Jueves, marzo 28, 2024

Chico conoce a chica (que odia el jazz)

El musical es un género no–realista (bien por él) y La la land es un musical; vaya que lo es. En ella, Sebastian (Ryan Gosling), un pianista con sueños –adorador del jazz– conoce a Mia (Emma Stone), una aspirante a actriz, también con sueños por supuesto. La ciudad es Los Ángeles (LA land, ¿no?), en donde invierno, primavera, verano, otoño, e invierno otra vez, son soleados, brillantes, calurosos. No es lo mismo para Seb y Mia, hasta que se conocen; antes de eso, las cosas no parecen dárseles a la altura de sus esperanzas y expectativas. Pero ya juntos –el uno para el otro– comienza la magia para ambos personajes; aunque claro, siempre está “la vida” para impedir (o matizar al menos) el que su transcurso se te ofrezca como un acabado cuento de hadas. Es así que, en rescate de ambos, llega para cobijarles la magia de La la land, esta sí inmutable, para mostrarnos no solo lo que fue, sino también lo que pudo haber sido, la relación entre –casi– el último jazzista sobre el planeta y una joven que anhela ser “descubierta” (como millones). El vehículo para esa magia es, por supuesto, su hermosa música y canciones –de Justin Hurwitz principalmente– deslumbrantes coreografías (cortesía de Mandy Moore), una sofisticación candorosa, fresca (quizá el principal aporte de la dirección de Damien Chazelle) y, por supuesto, una sensibilidad a flor de piel. Así como en los grandes musicales clásicos de los mejores tiempos del género.

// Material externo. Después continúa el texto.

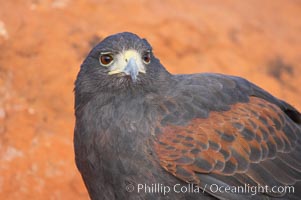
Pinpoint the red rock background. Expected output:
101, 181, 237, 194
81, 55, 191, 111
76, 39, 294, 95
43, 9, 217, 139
0, 0, 301, 200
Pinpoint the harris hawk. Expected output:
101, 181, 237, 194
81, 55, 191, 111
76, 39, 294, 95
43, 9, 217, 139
74, 32, 301, 200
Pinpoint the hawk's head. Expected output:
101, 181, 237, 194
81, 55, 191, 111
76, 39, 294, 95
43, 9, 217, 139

La la land es una delicia. Dura más de 2 horas, que se pasan como trago de agua porque todo en ella parece atractivo, imprescindible, significativo, con cada uno de los números musicales sumando para jalar la historia hacia adelante, evitando ser sólo “momentos gratos” que detienen los eventos y/o la definición de personajes. Acostumbrados como estamos a un mundo de individualidad y pragmatismo, conocer a Seb y a Mia es acaso un bálsamo. Se mantienen como ellos mismos, pero no fortificados ante el mundo o en contra de él; par de soñadores, saben que para soñar es ineludible compartir, cobijar, ceder, estar. Eso hacen en La la land, cantando, bailando. No obstante, en algún momento dejan de hacerlo, de “estar”; y es cuando la realidad les deja claro que van alejándose. No solo de sus anhelos, sino también de ellos mismos. De ahí que Sebastian busque a Mia, después de fallarle; de ahí que Mia retome su sueño, tras abandonarlo; de ahí que la vida les cambie, para perderse, y que vuelva a cambiarles, para reencontrarse. Vamos: de ahí que –de vez en vez– sea absolutamente imprescindible encontrar una noche adorable (A lovely night) u otro día de sol (Another day of sun); que no atemorice tanto depender de alguien (Someone in the crowd), ni jugártela al desnudar tu alma frente a desconocidos (Audition); todo ello en una ciudad desafiante (City of stars), a la que tu convicción podría hasta incendiar (Start a fire), de ser necesario. Esos seis números musicales son feliz botón de muestra, de entre un crisol mayor tan logrado como atrapante.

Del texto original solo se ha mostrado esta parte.